Le succès de la transition énergétique dépend tout d'abord du mode de gouvernance adopté. Une forte décentralisation est nécessaire, notamment en matière de recherche, d'innovation et de stratégie. Le texte prévoit, certes, une intégration du SRCAE dans le SAR, mais d'autres documents de planification – PCET ou autres – devront être harmonisés localement.
Pour ce qui est du pilotage du développement durable, deux régions ont à ce jour demandé une habilitation. La Réunion, pour sa part, se trouve quelque peu bloquée du fait de l'amendement Virapoullé. Cela dit, l'habilitation n'est pas le transfert des compétences. Sans doute faudrait-il aller beaucoup plus loin. Une habilitation sur des points purement énergétiques n'a guère de sens sans habilitation en matière fiscale, sociale, foncière, etc. Si l'on veut mettre en place un laboratoire, il faut qu'il soit complet ! C'est pourquoi nous devrions revendiquer une habilitation large. L'article 73 de la Constitution, n'en déplaise à certains juristes, ne limite pas la portée des domaines sur lesquels les collectivités peuvent exercer leurs compétences.
Parmi les éléments nouveaux du projet de loi, la régionalisation des PPE (plans de performance énergétique) me semble intéressante. On pourra ainsi construire un PPE en cohérence avec la dynamique de développement et les documents de planification des territoires.
Au total, je propose que l'on fasse passer le plafond d'électricité d'origine variable de 30 à 40 % – ce qui implique que l'on mette fortement l'accent sur le stockage – et que l'on favorise le développement de l'autoproduction. Je pense en particulier aux installations photovoltaïques d'une puissance inférieure à 100 kW, qui ne font pas aujourd'hui l'objet d'appels à projets ou à manifestations d'intérêt. On pourrait ainsi développer des stratégies individuelles d'autoproduction avec recommercialisation, vente à EDF et injection dans le réseau, moyennant une aide fiscale à l'investissement et un tarif de rachat spécifique. Aujourd'hui, EDF refuse de racheter l'électricité produite par des installations de faible capacité.
Il faut néanmoins être très prudent quant à l'utilisation de la CSPE pour le financement de la transition énergétique. Cette contribution servant à la fois aux énergies renouvelables et à la solidarité, un risque d'explosion existe, auquel cas le volet solidarité pourrait être remis en cause au profit du volet investissement.
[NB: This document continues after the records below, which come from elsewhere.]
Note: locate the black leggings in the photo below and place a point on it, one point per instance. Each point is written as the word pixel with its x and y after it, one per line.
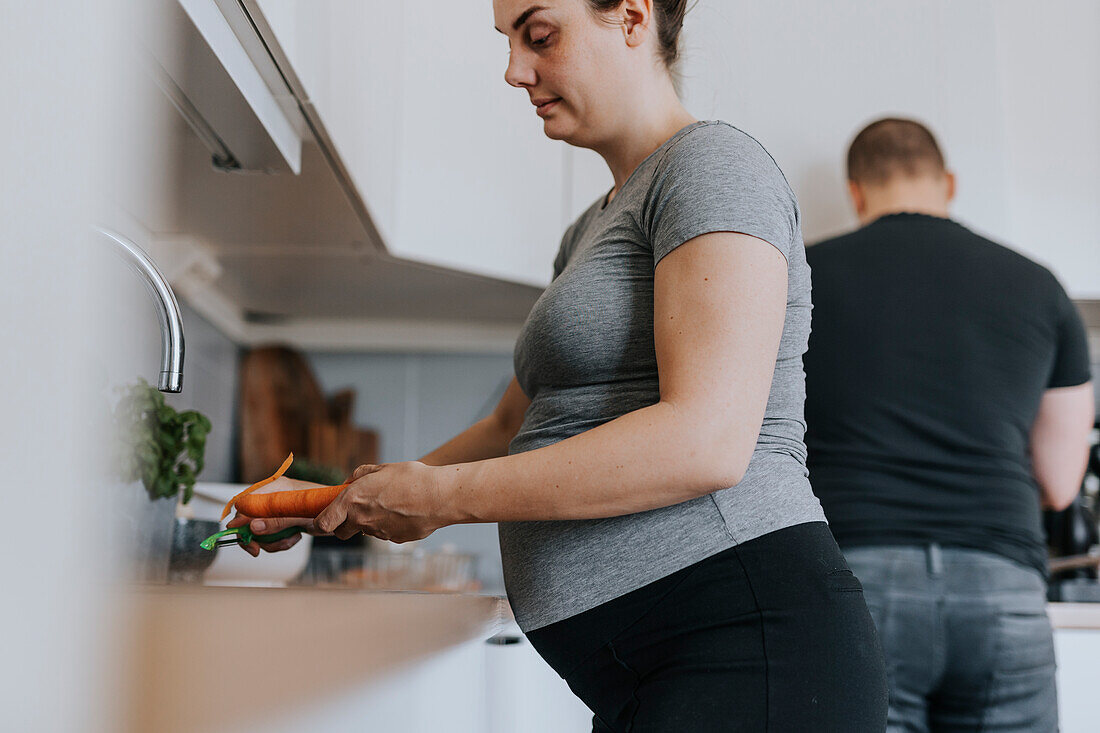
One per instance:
pixel 768 636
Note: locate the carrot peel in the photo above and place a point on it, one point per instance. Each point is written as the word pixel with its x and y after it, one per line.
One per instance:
pixel 257 484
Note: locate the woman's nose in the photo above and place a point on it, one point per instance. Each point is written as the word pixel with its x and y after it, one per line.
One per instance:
pixel 519 73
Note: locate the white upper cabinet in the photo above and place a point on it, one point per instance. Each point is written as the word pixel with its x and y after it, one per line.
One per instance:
pixel 455 171
pixel 450 160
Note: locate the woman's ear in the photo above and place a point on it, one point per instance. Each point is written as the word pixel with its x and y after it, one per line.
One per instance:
pixel 637 15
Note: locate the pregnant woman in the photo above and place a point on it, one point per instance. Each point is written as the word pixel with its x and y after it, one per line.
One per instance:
pixel 661 545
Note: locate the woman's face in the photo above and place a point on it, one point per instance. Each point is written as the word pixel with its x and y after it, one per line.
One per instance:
pixel 570 63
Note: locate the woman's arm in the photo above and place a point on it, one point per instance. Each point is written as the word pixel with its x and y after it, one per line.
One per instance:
pixel 719 303
pixel 488 437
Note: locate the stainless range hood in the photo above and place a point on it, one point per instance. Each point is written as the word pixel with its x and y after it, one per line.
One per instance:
pixel 213 68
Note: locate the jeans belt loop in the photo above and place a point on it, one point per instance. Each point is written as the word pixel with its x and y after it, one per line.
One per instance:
pixel 935 559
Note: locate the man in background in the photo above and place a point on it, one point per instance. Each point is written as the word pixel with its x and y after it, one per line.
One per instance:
pixel 948 397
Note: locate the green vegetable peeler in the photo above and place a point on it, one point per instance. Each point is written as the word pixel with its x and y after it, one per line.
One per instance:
pixel 243 536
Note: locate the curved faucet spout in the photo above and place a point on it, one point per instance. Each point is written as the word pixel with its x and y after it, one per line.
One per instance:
pixel 167 310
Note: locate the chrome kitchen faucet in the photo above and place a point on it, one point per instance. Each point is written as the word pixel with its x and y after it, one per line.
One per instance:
pixel 167 310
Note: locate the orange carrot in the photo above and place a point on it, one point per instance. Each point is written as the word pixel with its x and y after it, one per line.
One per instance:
pixel 303 502
pixel 257 484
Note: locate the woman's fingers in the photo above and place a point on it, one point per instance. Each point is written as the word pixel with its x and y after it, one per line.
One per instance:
pixel 333 515
pixel 271 525
pixel 281 545
pixel 363 470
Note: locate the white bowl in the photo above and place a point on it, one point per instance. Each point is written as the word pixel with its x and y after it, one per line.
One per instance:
pixel 233 566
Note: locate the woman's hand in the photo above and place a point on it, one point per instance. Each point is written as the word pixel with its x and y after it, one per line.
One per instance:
pixel 398 502
pixel 270 526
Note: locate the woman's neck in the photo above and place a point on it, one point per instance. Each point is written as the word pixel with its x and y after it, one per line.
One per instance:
pixel 641 133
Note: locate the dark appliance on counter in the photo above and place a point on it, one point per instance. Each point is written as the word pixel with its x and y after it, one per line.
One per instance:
pixel 1074 538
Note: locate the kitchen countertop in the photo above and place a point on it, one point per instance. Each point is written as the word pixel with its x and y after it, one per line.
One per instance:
pixel 1074 615
pixel 202 658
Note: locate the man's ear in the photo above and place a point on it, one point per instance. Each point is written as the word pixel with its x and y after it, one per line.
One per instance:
pixel 637 17
pixel 858 200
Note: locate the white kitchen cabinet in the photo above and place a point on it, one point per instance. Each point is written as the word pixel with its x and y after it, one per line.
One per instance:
pixel 473 688
pixel 1078 651
pixel 450 160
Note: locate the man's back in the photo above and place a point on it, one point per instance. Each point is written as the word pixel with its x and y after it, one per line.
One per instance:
pixel 930 352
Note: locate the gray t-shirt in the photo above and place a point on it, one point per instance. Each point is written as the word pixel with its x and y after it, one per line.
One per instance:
pixel 585 356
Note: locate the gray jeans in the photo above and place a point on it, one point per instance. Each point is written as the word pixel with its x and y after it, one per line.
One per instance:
pixel 966 636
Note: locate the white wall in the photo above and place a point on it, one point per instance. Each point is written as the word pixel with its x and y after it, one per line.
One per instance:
pixel 1010 87
pixel 53 70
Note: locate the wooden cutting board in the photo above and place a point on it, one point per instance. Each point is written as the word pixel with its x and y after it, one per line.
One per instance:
pixel 283 409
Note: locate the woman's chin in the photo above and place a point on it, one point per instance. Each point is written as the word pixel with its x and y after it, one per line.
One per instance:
pixel 557 128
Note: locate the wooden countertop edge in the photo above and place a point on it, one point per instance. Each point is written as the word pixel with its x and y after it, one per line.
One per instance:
pixel 1074 615
pixel 209 658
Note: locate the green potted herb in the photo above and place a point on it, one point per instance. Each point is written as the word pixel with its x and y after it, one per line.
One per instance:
pixel 164 450
pixel 157 445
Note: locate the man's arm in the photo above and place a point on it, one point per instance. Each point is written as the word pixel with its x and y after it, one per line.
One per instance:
pixel 1059 442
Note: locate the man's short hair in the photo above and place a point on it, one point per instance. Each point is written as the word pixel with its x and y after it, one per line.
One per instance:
pixel 893 146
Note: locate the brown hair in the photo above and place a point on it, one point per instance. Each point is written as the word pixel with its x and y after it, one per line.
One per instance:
pixel 670 21
pixel 893 146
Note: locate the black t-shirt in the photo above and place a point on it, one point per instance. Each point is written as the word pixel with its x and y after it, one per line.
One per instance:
pixel 930 351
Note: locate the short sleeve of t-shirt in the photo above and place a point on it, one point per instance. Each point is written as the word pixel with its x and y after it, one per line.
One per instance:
pixel 1071 358
pixel 718 178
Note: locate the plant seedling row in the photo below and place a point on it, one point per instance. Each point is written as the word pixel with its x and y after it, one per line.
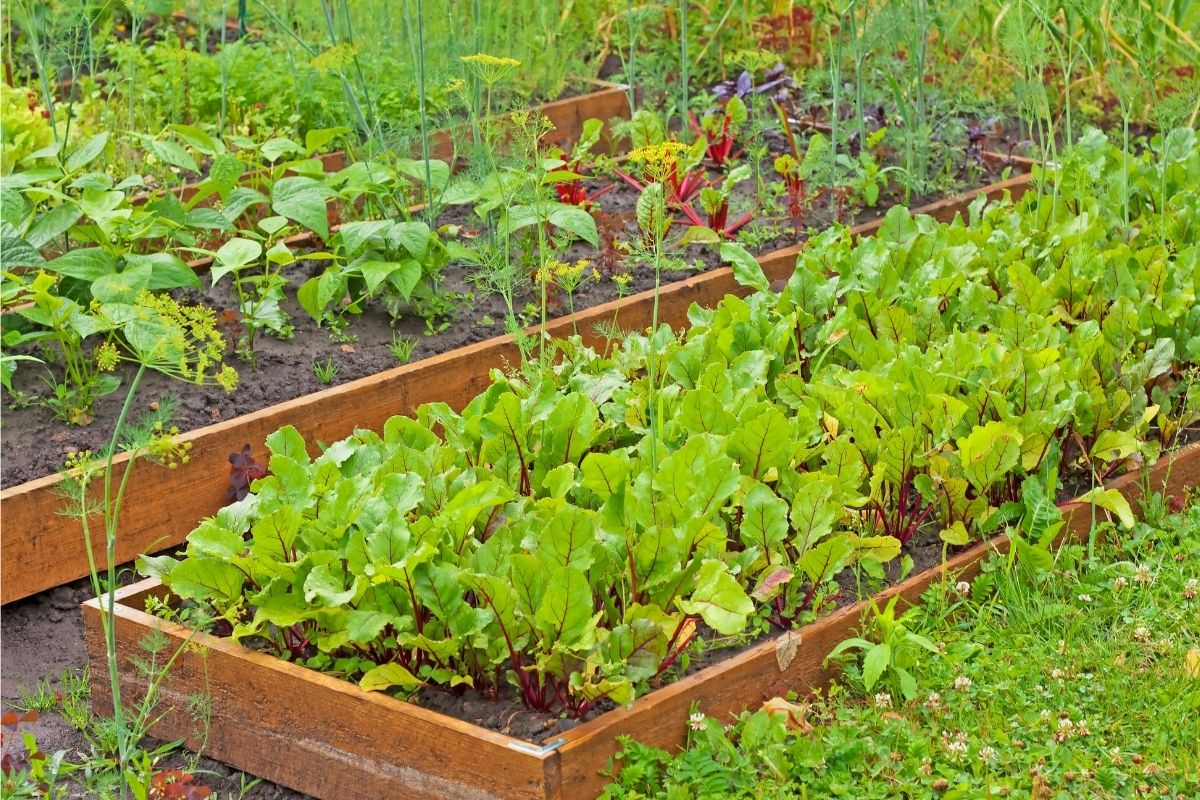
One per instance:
pixel 399 749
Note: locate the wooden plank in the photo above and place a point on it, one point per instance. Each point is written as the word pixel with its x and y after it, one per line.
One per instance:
pixel 745 680
pixel 307 731
pixel 324 737
pixel 40 549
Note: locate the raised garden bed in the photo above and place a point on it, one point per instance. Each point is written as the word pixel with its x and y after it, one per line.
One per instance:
pixel 397 749
pixel 41 549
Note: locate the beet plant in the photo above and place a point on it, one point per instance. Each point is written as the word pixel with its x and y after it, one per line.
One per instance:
pixel 565 534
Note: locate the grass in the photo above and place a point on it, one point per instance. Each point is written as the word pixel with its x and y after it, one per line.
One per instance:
pixel 1078 683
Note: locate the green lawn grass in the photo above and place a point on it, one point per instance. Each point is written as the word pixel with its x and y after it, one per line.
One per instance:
pixel 1083 681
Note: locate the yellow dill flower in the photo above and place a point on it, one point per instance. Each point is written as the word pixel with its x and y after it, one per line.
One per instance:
pixel 487 59
pixel 490 68
pixel 658 154
pixel 106 355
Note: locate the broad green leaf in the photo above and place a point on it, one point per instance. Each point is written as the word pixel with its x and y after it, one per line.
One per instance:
pixel 303 199
pixel 875 548
pixel 387 677
pixel 565 611
pixel 747 270
pixel 205 578
pixel 87 152
pixel 763 519
pixel 577 222
pixel 1114 501
pixel 1115 445
pixel 988 453
pixel 719 600
pixel 827 558
pixel 876 660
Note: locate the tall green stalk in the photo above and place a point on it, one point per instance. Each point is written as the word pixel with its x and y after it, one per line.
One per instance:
pixel 683 59
pixel 430 214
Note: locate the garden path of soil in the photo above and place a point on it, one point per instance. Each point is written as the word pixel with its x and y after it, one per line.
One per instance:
pixel 35 444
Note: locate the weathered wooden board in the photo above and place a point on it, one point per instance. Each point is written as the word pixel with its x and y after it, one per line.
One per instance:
pixel 333 740
pixel 660 717
pixel 41 549
pixel 307 731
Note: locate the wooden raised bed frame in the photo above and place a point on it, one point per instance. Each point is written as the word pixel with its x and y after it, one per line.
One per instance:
pixel 330 739
pixel 41 549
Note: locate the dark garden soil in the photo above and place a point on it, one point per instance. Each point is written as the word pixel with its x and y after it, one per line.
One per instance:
pixel 35 444
pixel 42 636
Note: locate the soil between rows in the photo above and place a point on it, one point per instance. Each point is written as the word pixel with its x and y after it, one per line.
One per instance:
pixel 35 444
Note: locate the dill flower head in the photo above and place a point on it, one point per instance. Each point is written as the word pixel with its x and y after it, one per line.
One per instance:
pixel 658 160
pixel 107 356
pixel 490 68
pixel 180 341
pixel 489 60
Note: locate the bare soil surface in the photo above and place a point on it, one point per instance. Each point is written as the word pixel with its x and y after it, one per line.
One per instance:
pixel 34 443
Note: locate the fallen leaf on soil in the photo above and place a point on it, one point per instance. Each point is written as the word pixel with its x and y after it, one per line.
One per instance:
pixel 795 716
pixel 786 647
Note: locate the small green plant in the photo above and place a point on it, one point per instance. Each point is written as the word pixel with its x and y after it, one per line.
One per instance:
pixel 325 372
pixel 892 655
pixel 401 347
pixel 180 342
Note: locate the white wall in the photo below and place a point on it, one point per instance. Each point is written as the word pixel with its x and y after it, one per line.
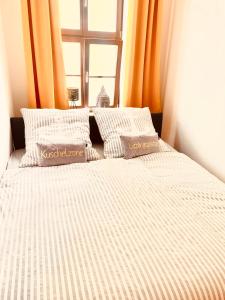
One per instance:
pixel 194 98
pixel 13 32
pixel 5 106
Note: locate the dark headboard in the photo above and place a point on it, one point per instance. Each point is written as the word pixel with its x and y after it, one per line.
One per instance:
pixel 17 127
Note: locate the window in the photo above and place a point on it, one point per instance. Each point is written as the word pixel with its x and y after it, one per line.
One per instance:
pixel 92 46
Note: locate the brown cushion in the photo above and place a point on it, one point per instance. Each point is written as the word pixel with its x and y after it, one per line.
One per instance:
pixel 137 145
pixel 60 154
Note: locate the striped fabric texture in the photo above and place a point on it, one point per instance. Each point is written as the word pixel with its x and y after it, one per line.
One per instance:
pixel 148 228
pixel 55 126
pixel 114 122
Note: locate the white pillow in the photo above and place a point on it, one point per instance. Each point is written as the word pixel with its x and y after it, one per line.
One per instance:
pixel 114 122
pixel 54 126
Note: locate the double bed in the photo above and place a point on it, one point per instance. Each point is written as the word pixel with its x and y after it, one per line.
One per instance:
pixel 152 227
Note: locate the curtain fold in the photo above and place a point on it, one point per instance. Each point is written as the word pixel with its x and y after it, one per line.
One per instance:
pixel 43 50
pixel 141 86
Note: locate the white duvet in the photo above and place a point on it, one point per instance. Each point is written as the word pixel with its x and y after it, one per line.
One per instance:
pixel 146 228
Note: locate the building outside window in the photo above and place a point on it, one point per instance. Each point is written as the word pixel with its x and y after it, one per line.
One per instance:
pixel 92 47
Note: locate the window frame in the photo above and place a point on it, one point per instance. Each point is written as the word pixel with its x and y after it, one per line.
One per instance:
pixel 85 38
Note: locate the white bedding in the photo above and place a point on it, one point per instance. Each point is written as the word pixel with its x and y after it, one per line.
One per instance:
pixel 147 228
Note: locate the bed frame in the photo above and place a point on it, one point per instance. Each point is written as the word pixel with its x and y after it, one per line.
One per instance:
pixel 17 127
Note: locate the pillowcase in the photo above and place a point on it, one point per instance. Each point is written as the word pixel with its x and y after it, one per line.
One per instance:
pixel 60 154
pixel 137 145
pixel 55 126
pixel 114 122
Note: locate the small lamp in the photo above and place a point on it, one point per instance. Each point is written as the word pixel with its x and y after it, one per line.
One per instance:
pixel 73 96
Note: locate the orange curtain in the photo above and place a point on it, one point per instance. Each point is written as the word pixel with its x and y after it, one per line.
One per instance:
pixel 141 84
pixel 42 37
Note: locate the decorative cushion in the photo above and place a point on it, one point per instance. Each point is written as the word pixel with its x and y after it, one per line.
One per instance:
pixel 137 145
pixel 61 154
pixel 55 126
pixel 114 122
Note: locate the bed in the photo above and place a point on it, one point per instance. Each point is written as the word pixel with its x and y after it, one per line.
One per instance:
pixel 91 231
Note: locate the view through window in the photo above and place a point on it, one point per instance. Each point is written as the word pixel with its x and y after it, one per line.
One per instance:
pixel 92 46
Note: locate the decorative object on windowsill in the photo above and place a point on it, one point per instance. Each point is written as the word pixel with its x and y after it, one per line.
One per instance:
pixel 73 96
pixel 103 99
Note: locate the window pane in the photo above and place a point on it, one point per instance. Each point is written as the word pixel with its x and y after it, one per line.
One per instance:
pixel 69 14
pixel 72 60
pixel 73 84
pixel 102 15
pixel 95 85
pixel 102 60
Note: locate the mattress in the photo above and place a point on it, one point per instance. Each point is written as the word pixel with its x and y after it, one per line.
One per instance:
pixel 146 228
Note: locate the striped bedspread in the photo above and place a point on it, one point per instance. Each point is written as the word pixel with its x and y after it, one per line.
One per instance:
pixel 147 228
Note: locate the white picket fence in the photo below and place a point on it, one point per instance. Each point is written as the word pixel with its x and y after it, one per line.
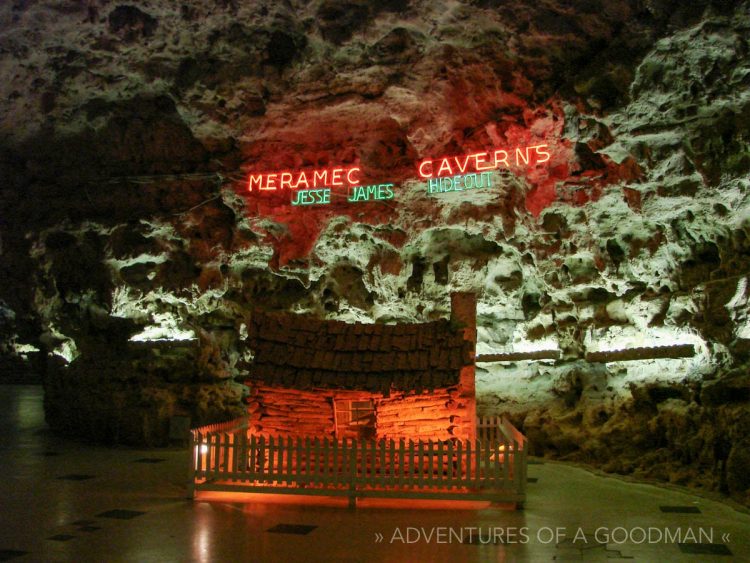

On pourrait dénoncer les quelque 2 milliards d'euros mobilisés au profit des Outre-mer, et nous nous entendrons une fois de plus traités de « danseuses de la République ». Il me paraît plus sage de rechercher des sources d'investissement différenciées.
Seuls trois articles du projet de loi concernent spécifiquement l'outre-mer, mais je crois que la ministre, consciente qu'il s'agit pour nous d'une occasion unique de changer les choses, est ouverte à la discussion de nombreux amendements. Encore faut-il préciser que le projet de loi vise les départements et régions relevant de l'article 73 de la Constitution et non les collectivités relevant de l'article 74. Je le regrette, mon opinion étant que l'article 74 procède d'une vision totalement néocoloniale. Pourquoi supprimer l'exigence d'égalité et de solidarité au nom de l'expression de la différence ? Pour ma part, je soutiendrai tout amendement prévoyant l'application de la CSPE dans les îles du Pacifique.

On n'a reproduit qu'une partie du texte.